ROME (Reuters) - Prime Minister Giorgia Meloni, who joined the growing number of Italians visiting Albania on holiday this summer, ensured that a local restaurant owner was not left out of pocket after a group of her compatriots fled without paying their bill.
Meloni and her family spent a few days in Albania this week as a guest of Prime Minister Edi Rama, whose country is enjoying a tourist boom this summer with visitors drawn to its white sand beaches and low prices compared to the rest of Europe.
When news of some Italians running off without paying at a restaurant in the central city of Berat went viral in local media, Meloni stepped in to help, Rama told Italian daily La Stampa.

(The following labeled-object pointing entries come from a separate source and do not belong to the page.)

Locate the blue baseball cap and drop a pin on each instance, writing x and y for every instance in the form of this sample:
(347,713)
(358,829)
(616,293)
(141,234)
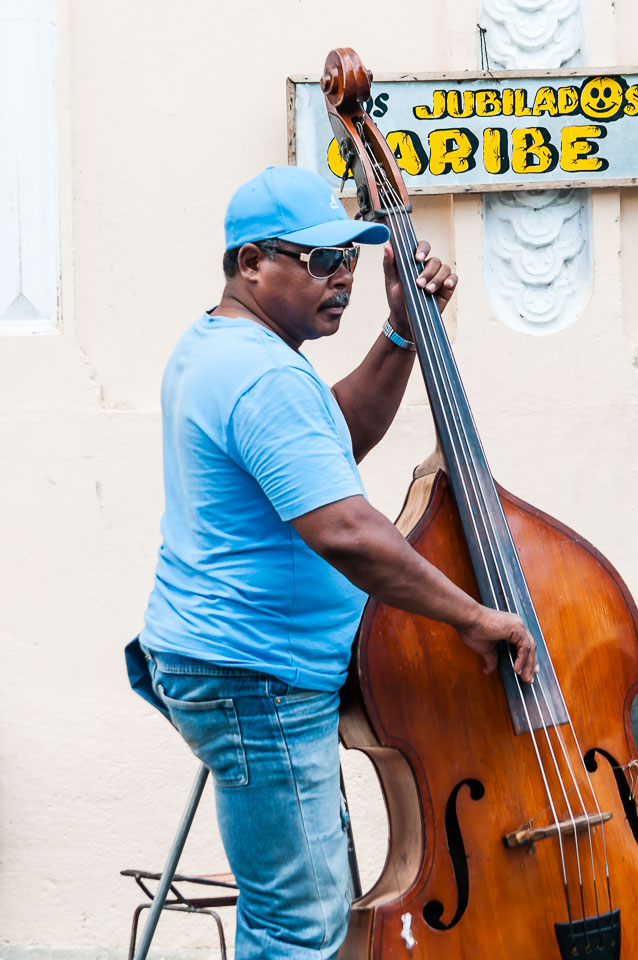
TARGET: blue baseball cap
(293,204)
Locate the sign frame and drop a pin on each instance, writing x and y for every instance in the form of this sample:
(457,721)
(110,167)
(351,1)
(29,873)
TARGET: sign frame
(487,75)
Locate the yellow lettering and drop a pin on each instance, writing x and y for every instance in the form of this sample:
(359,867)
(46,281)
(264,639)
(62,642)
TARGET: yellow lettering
(507,99)
(452,150)
(532,151)
(495,156)
(545,102)
(576,147)
(631,100)
(424,112)
(520,104)
(568,98)
(408,153)
(488,103)
(454,108)
(335,161)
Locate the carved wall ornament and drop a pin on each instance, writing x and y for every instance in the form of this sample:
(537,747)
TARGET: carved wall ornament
(537,258)
(537,244)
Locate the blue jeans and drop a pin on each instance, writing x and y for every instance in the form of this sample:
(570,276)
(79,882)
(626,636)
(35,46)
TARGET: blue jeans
(273,753)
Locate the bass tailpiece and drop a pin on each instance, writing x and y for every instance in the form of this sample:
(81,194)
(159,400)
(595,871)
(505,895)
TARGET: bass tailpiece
(595,937)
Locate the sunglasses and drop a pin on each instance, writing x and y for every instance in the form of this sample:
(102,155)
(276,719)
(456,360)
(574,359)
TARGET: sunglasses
(322,262)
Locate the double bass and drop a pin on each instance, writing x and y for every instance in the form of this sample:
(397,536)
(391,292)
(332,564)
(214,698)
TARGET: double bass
(513,829)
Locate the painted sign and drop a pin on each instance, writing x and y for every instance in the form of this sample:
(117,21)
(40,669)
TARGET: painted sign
(486,131)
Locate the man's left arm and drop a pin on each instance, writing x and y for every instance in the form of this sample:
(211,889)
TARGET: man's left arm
(369,397)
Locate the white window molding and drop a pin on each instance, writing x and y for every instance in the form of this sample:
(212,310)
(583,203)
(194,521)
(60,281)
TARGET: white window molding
(29,209)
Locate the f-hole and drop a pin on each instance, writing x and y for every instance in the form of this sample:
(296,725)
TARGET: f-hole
(434,909)
(624,790)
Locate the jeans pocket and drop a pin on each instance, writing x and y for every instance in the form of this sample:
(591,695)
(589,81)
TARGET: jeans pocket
(211,729)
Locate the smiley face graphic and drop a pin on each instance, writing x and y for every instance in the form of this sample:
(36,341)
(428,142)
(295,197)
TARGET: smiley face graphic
(601,98)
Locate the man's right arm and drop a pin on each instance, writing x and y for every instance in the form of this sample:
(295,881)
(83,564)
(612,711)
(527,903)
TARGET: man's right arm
(366,548)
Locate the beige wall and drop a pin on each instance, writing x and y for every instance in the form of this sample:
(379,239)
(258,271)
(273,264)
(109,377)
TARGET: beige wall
(163,109)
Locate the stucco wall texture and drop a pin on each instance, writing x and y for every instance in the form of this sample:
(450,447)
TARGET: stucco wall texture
(163,109)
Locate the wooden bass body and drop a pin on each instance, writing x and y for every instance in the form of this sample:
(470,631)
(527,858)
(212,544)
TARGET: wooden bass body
(457,780)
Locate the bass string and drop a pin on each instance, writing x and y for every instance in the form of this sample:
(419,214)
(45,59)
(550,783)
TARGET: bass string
(403,237)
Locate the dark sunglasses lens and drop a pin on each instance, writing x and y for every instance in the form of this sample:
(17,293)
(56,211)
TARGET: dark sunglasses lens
(325,261)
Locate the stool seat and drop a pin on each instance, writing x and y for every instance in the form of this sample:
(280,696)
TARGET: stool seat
(225,895)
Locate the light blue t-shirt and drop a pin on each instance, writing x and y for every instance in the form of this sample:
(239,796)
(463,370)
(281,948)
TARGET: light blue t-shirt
(252,439)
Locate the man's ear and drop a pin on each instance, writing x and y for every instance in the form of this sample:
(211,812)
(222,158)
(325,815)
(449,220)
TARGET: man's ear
(249,261)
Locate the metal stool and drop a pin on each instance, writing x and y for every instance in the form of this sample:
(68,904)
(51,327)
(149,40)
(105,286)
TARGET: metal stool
(225,884)
(228,892)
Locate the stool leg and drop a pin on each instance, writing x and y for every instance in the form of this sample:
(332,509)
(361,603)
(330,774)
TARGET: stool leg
(136,920)
(171,863)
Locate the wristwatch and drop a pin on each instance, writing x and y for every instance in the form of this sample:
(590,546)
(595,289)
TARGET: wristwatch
(396,338)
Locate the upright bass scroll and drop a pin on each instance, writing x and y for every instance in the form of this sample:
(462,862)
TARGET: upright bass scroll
(475,770)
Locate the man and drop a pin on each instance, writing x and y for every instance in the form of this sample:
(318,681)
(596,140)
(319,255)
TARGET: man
(270,548)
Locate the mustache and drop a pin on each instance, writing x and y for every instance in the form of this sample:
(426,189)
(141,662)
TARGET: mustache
(341,299)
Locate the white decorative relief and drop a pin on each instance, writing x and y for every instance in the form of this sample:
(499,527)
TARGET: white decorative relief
(538,251)
(532,34)
(537,257)
(29,222)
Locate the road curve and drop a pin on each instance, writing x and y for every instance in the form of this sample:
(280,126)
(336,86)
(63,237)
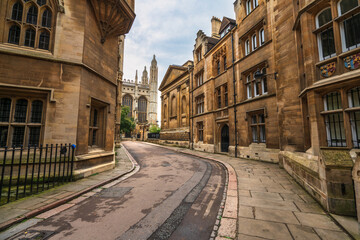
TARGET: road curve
(173,196)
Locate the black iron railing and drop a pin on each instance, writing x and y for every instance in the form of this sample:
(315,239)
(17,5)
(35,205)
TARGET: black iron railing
(25,171)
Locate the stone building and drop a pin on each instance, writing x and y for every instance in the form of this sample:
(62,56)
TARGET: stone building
(141,97)
(175,101)
(281,83)
(59,75)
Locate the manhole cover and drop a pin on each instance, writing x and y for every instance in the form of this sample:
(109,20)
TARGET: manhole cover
(33,235)
(114,192)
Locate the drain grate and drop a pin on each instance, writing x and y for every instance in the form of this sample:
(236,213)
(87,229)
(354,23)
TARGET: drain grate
(32,235)
(114,192)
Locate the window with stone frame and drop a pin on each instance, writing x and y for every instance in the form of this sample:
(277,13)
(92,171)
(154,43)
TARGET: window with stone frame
(33,20)
(97,124)
(218,96)
(349,25)
(200,131)
(256,87)
(334,120)
(198,53)
(257,127)
(354,111)
(128,101)
(142,110)
(21,121)
(199,78)
(200,104)
(173,106)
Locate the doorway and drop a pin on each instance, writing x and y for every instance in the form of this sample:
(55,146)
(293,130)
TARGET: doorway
(225,139)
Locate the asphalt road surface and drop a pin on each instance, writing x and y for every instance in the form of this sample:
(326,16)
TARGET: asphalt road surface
(173,196)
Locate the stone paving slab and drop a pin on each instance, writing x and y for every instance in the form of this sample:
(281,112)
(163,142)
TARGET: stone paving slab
(273,206)
(22,209)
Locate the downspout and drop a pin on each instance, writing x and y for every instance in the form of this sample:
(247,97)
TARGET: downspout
(234,82)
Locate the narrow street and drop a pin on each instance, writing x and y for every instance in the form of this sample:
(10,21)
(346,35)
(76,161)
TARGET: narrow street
(173,196)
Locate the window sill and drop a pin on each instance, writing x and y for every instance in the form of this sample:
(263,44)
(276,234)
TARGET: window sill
(331,112)
(352,109)
(326,61)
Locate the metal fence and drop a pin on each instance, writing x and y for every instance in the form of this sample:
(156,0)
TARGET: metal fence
(25,171)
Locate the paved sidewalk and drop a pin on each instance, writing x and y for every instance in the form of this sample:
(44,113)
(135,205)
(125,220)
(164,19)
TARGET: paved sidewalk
(29,207)
(272,205)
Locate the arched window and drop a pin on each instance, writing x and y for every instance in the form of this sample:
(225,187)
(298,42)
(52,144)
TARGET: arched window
(29,38)
(334,122)
(247,47)
(349,28)
(36,111)
(173,106)
(354,103)
(127,101)
(5,106)
(20,111)
(41,2)
(183,105)
(165,112)
(26,12)
(17,12)
(261,37)
(46,19)
(346,5)
(264,82)
(142,109)
(44,40)
(14,34)
(254,42)
(248,7)
(32,15)
(326,37)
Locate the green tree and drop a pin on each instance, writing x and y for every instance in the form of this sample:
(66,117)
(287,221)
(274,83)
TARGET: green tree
(127,124)
(154,129)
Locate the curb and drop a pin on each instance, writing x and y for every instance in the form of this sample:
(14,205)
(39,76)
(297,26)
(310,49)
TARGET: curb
(226,223)
(135,168)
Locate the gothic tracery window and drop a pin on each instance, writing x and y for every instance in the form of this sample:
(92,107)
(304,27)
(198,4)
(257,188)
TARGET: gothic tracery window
(33,21)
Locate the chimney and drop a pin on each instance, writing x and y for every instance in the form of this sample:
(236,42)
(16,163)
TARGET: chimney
(215,27)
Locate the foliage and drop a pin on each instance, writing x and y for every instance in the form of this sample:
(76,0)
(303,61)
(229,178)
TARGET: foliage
(154,129)
(127,124)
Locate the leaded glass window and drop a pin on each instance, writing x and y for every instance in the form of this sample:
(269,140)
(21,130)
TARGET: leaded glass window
(44,41)
(46,19)
(17,12)
(14,34)
(32,15)
(5,107)
(34,136)
(30,38)
(142,110)
(20,111)
(18,136)
(36,111)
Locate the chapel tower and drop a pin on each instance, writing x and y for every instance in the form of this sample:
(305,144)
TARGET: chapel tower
(153,91)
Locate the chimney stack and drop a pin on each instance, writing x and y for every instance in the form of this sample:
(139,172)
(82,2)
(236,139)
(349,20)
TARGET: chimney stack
(215,27)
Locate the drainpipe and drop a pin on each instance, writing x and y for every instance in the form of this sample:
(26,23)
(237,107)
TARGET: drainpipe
(234,82)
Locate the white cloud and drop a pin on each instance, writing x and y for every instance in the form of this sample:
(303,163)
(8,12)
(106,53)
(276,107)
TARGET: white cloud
(167,28)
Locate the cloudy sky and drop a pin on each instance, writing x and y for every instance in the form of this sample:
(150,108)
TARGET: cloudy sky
(167,28)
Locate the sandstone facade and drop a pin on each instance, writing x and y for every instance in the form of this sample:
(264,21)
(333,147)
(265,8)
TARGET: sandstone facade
(59,61)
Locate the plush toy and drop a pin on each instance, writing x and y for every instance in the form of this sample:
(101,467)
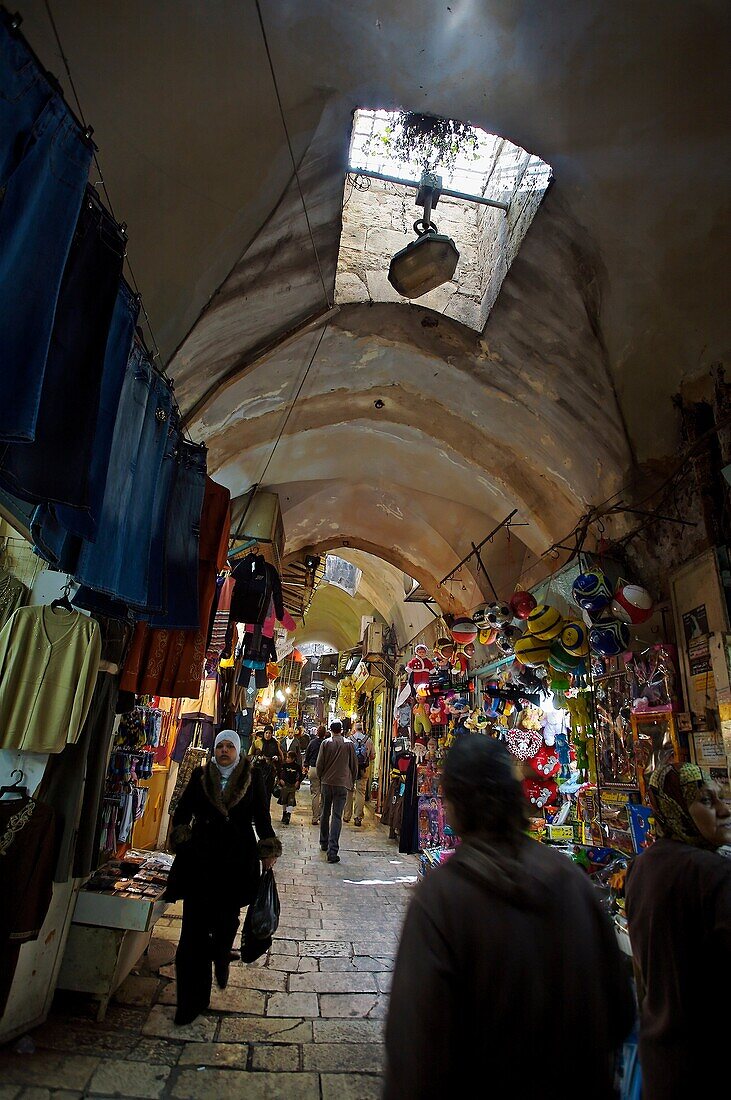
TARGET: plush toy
(419,667)
(439,713)
(422,726)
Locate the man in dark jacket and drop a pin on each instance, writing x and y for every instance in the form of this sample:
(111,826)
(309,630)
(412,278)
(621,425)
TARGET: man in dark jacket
(508,955)
(336,770)
(217,866)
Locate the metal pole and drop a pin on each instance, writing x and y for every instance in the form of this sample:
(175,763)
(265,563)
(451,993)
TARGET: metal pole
(416,185)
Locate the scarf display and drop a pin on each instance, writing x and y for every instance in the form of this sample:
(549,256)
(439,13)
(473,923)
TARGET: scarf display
(673,788)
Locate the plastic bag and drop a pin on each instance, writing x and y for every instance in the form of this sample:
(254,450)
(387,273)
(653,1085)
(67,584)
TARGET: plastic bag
(264,911)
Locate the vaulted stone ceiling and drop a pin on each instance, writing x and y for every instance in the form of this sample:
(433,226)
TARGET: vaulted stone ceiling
(619,292)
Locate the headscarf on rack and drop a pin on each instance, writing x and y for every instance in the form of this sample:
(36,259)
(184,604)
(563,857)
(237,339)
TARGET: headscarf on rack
(673,788)
(226,735)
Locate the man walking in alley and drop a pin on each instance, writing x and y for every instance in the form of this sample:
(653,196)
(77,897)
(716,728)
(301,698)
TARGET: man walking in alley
(311,771)
(365,754)
(338,771)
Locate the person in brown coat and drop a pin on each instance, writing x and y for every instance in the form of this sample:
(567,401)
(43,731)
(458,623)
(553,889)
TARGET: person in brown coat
(678,912)
(507,961)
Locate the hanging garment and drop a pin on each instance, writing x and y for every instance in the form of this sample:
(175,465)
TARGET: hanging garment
(53,526)
(28,839)
(181,545)
(56,465)
(12,595)
(256,584)
(48,664)
(44,165)
(118,563)
(74,784)
(170,662)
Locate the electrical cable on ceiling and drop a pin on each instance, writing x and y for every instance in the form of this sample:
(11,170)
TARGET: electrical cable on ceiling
(156,352)
(291,154)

"Go and pay the bill for these idiots, please," Rama quoted Meloni as telling the Italian ambassador to Albania.
Francesco Lollobrigida, the Italian agriculture minister and Meloni's brother-in-law, was on the trip to Albania and said it was a question of national pride.
"She offered to pay the bill. The ambassador was on his way back to Tirana and was available to do this," he told Reuters. "A few dishonest individuals cannot embarrass a nation of decent people," Lollobrigida added.
Rama said in a TV interview last week that Albania expected to welcome close to 500,000 visitors from Italy this year. Many Italians shunned domestic trips amid soaring prices and travelled to the Balkan country where accommodation and beach facilities are cheaper.